Marijuana

The term marijuana refers to the dried flowers of the cannabis plant. These flowers are typically smoked to produce a psychoactive high. The flowers and other parts of the plant can be processed into hashish, oils, extracts, and other refined products that can be smoked, eaten, and vaporized. The effects of the high can change and often vary depending on what the user consumes. General effects of a marijuana high include altered sensory perception, with particularly profound impacts on sight, sound, and taste. It can also induce temporal distortions, making time seem to pass more slowly. Mood changes can occur as these effects tend to be dependent on the user’s mental and emotional state. Many users report that the high causes difficulty with sequential reasoning and problem-solving, but stimulates creativity and free-associative thought. At very high doses, marijuana can also create delusions and hallucinations. Smoked or vaporized marijuana enters the bloodstream quickly, while edible preparations are absorbed at a slower rate and usually take at least thirty to sixty minutes to produce any noticeable effects.

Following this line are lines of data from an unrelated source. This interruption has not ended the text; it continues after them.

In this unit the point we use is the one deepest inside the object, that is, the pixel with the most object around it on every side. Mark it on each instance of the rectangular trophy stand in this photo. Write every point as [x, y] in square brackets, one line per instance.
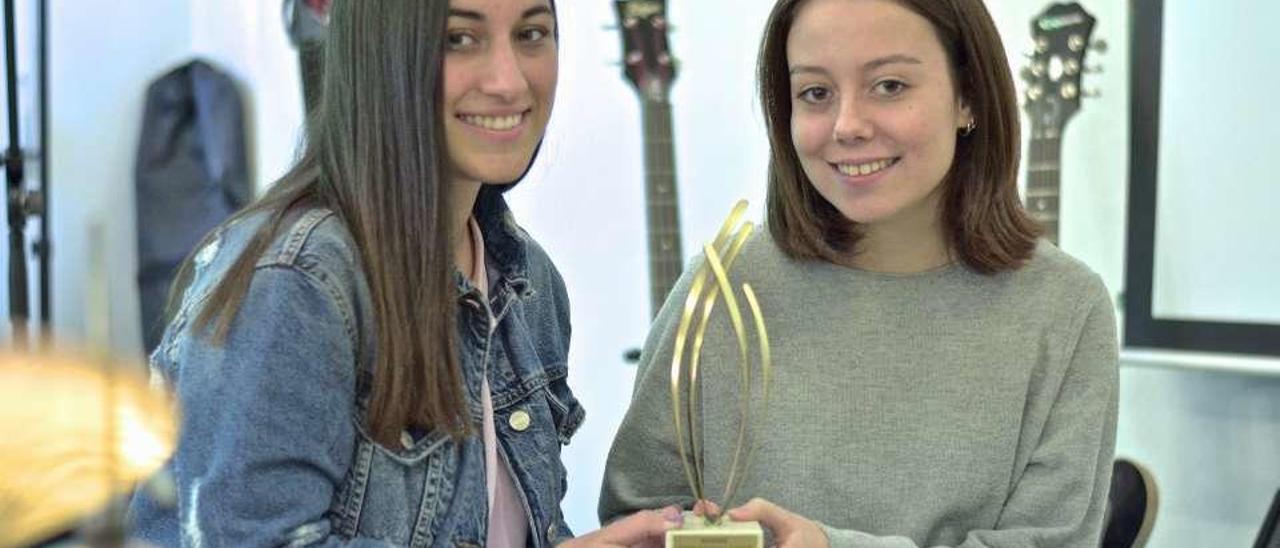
[696, 533]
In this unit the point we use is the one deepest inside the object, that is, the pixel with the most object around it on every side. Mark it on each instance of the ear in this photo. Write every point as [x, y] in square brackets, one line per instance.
[964, 115]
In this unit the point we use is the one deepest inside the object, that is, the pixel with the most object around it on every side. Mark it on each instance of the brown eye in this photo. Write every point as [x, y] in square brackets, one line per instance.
[533, 35]
[890, 87]
[457, 41]
[816, 94]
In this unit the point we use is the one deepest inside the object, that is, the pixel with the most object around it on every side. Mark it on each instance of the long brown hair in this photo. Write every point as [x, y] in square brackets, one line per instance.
[982, 217]
[375, 155]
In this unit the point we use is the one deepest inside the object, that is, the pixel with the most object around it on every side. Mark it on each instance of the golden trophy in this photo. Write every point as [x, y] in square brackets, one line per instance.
[717, 530]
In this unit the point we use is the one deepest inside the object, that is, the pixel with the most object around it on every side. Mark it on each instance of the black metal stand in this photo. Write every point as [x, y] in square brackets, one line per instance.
[21, 201]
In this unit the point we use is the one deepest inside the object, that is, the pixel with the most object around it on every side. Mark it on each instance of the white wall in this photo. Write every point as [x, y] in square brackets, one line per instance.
[101, 59]
[1211, 438]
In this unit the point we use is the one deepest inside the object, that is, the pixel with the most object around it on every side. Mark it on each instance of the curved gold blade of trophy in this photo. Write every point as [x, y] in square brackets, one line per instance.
[693, 473]
[735, 316]
[72, 438]
[699, 336]
[762, 336]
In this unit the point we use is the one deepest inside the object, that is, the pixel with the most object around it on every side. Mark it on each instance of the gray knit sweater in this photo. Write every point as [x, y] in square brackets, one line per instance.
[935, 409]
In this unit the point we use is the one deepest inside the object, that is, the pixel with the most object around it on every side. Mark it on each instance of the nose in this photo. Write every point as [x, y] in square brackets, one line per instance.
[504, 74]
[851, 122]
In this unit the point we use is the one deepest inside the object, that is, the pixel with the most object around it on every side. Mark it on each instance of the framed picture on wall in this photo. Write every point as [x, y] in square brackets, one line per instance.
[1203, 238]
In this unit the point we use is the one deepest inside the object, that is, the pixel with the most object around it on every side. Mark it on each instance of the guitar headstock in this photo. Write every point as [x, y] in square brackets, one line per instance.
[1054, 76]
[647, 59]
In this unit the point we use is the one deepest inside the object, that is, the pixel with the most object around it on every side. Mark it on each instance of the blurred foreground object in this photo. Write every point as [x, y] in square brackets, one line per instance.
[74, 434]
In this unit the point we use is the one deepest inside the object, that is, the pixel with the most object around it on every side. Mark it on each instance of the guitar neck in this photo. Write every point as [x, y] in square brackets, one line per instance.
[1043, 178]
[666, 260]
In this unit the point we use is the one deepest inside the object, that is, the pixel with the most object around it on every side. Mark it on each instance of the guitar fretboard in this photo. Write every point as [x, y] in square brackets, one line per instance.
[1043, 178]
[666, 260]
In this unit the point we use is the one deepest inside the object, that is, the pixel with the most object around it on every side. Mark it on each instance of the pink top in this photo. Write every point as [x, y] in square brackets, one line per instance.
[508, 526]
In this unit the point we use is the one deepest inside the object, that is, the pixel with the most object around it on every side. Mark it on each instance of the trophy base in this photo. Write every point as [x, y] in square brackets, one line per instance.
[696, 533]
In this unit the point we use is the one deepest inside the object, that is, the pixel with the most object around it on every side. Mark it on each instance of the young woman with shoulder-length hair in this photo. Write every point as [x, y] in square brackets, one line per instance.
[374, 352]
[942, 378]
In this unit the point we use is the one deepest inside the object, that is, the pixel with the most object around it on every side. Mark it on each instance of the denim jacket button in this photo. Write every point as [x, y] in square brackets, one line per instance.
[520, 420]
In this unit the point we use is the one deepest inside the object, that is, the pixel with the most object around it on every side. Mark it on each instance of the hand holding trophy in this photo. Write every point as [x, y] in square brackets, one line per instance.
[712, 528]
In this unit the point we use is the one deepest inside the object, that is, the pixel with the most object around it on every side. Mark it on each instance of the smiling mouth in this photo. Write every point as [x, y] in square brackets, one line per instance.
[865, 168]
[494, 123]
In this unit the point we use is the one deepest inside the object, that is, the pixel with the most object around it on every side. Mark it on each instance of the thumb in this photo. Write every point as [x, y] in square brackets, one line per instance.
[640, 526]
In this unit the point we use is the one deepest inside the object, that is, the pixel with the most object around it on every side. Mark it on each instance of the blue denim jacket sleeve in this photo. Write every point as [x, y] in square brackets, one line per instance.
[268, 418]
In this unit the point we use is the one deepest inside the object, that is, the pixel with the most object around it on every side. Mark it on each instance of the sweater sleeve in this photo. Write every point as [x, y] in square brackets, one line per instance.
[1061, 494]
[643, 470]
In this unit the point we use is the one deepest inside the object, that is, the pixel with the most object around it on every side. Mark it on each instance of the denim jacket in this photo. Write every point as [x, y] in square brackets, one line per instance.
[273, 448]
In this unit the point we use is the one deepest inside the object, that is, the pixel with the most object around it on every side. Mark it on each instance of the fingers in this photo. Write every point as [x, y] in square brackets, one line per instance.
[707, 508]
[763, 511]
[641, 526]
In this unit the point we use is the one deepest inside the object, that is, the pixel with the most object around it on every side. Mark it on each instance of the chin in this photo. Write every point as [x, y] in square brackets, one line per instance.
[496, 172]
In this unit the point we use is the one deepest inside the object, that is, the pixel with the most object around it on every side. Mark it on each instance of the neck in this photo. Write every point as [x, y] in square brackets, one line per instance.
[465, 193]
[903, 246]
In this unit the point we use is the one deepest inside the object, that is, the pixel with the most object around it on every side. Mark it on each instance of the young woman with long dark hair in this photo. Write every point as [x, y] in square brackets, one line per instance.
[374, 352]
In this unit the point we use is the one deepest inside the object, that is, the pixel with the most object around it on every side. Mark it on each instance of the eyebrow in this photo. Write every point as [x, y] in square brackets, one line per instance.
[869, 65]
[476, 16]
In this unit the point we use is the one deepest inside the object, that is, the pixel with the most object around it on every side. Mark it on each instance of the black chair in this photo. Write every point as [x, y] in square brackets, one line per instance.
[1269, 537]
[1130, 506]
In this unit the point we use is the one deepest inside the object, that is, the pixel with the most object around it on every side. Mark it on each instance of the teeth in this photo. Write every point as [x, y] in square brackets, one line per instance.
[864, 169]
[496, 123]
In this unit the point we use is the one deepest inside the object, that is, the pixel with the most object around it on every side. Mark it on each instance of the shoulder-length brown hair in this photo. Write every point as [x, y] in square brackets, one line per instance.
[375, 155]
[982, 218]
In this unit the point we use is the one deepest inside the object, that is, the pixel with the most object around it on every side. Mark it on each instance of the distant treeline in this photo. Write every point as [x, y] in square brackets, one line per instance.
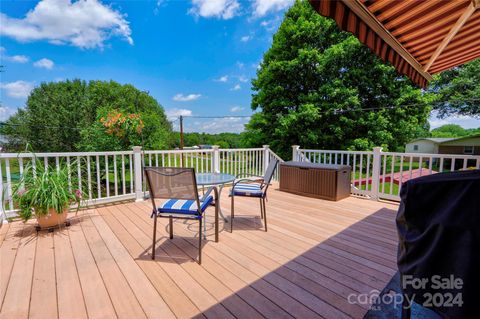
[224, 140]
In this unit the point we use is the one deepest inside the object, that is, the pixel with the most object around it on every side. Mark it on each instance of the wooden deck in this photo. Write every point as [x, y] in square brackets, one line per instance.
[313, 256]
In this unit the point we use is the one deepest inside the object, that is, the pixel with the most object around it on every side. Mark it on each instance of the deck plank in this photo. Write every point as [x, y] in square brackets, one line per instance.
[151, 302]
[97, 300]
[123, 299]
[178, 302]
[71, 302]
[215, 287]
[3, 232]
[16, 303]
[197, 294]
[8, 252]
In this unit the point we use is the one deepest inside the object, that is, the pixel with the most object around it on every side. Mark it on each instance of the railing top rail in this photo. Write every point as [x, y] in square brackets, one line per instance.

Marijuana also has medicinal applications, and its increasing use as a holistic therapy has helped the development of new delivery methods. These include tinctures, balms, transdermal patches, and micro-dosing preparations. Recent statistics indicate that recreational marijuana use is common in the United States. According to data published in the Washington Post in 2017, 55 million American adults, which is about 22 percent of the population, are current marijuana users, while 56 percent of Americans believe marijuana use is “socially acceptable.” Though federal law has prohibited the sale and possession of marijuana since 1937, public opinion surveys indicate that about 60 percent of the American population favors some legalization of marijuana. Allowing marijuana use for medical purposes has more popular support than legalizing its recreational use.

There is a growing advocacy movement for marijuana, which would erase previous convictions from the criminal records of people found guilty of marijuana possession for personal use. However, with marijuana remaining prohibited at the federal level, there is no obvious path forward for such a policy at the national level, even though it has such a strong and growing public support.